What should a firm leader do with employees lacking in “soft skills”? Fire them? Just put up with them?



Why not help them develop the skills!  The term “soft skills” refers to skills like collaboration, problem solving, conflict resolution and communication. These have more to do with how you act than what you know.  Much of the time, these soft skills have to be seen “in action” and can be difficult to objectively measure (unlike hard skills or technical qualifications, there are no exams to prove that you can do them).

When you look around your own office, however, it is usually easy to spot those employees lacking in soft skills, especially workplace communication.  Whether it is their personality, their communication style, their delivery method or their overall understanding of the language, some employees will struggle to communicate with their peers, managers and clients. Add in technology such as email, texting and social media and a poor communicator’s impact on your business can be compounded.
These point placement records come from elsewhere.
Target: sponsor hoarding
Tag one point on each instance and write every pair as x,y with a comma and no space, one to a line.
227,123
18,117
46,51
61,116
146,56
Building effective communication skills takes discipline and practice but it can be done.  Here are some tips on how to fill that soft skills gap in your team:

  1. Be a role model

According to social learning theory your employees will pattern their communication styles after their superiors. As the leader, you set the tone for your firm by demonstrating how you want your employees to communicate.  Take an inventory of your personal communication habits and consistently provide a model of professional, respectful communication.

  1. Start out right

Help new hires focus on improving their communication skills from the get-go, as part of their employee onboarding.  Set expectations for what communication skills employees will need to demonstrate and talk about where the new hire might need help.

  1. Include communication skills in employee training programs

Bring in a trainer or send employees to courses.  Teach employees the fundamentals of good communication, including listening skills, non-verbal communication, overcoming barriers to communication and online communication challenges.

  1. Include in performance appraisals

Set personal goals for developing communication skills and include in their performance appraisals.

  1. Provide a mentor

Pair the employee with a good mentor, someone who has communications skills you want the employee to embody.  Role play.  Offers scripts for business situations, ranging from conversation starters to tweets for connecting with decision-makers.

  1. Meet face-to-face

To clarify content and assure comprehension and agreement there is no substitute for looking someone in the eye and seeing their reaction to your conversation.  Without the context of a physical presence the meaning and intent of a message is often misunderstood, and can lead to confusion and conflict.  Face-to-face conversations with your employees give you the opportunity to model and detect non-verbal communication cues including tone of voice, facial expressions and other body language.

  1. Develop team-building exercises to strengthen intra-office communication

Provide activities that require employees to work together.  High-performance team members learn the best ways to communicate with each other through experience.

Naturally it would be ideal if you hired employees with solid communication skills. But when that is not the case, improving employee communication skills through training exercises and behavior modeling can give your firm a competitive edge.